Excited-state hadron masses using the stochastic LapH method

TL;DR

This paper advances lattice QCD calculations of excited hadron spectra by introducing a stochastic LapH method that efficiently handles multi-hadron operators and mixing, revealing challenges in extracting high-lying resonance energies.

Contribution

It introduces a stochastic LapH method for improved treatment of low-lying modes in lattice QCD, enabling better analysis of excited hadron states and operator mixing.

Findings

Feasibility of computing mixing between glueball and quark-antiquark operators.

Initial results indicate difficulties in extracting high-lying resonance energies with single-hadron operators.
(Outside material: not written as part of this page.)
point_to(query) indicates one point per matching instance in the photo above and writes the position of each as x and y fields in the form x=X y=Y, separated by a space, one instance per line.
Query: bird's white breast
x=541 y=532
Demonstration of the stochastic LapH method's effectiveness in complex operator analyses.

Abstract

Progress in computing the spectrum of excited baryons and mesons in lattice QCD is described. Large sets of spatially-extended hadron operators are used. The need for multi-hadron operators in addition to single-hadron operators is emphasized, necessitating the use of a new stochastic method of treating the low-lying modes of quark propagation which exploits Laplacian Heaviside quark-field smearing. A new glueball operator is tested and computing the mixing of this glueball operator with a quark-antiquark operator and multiple two-pion operators is shown to be feasible. Some of our initial results show warning signs about extracting high-lying resonance energies using only single-hadron operators.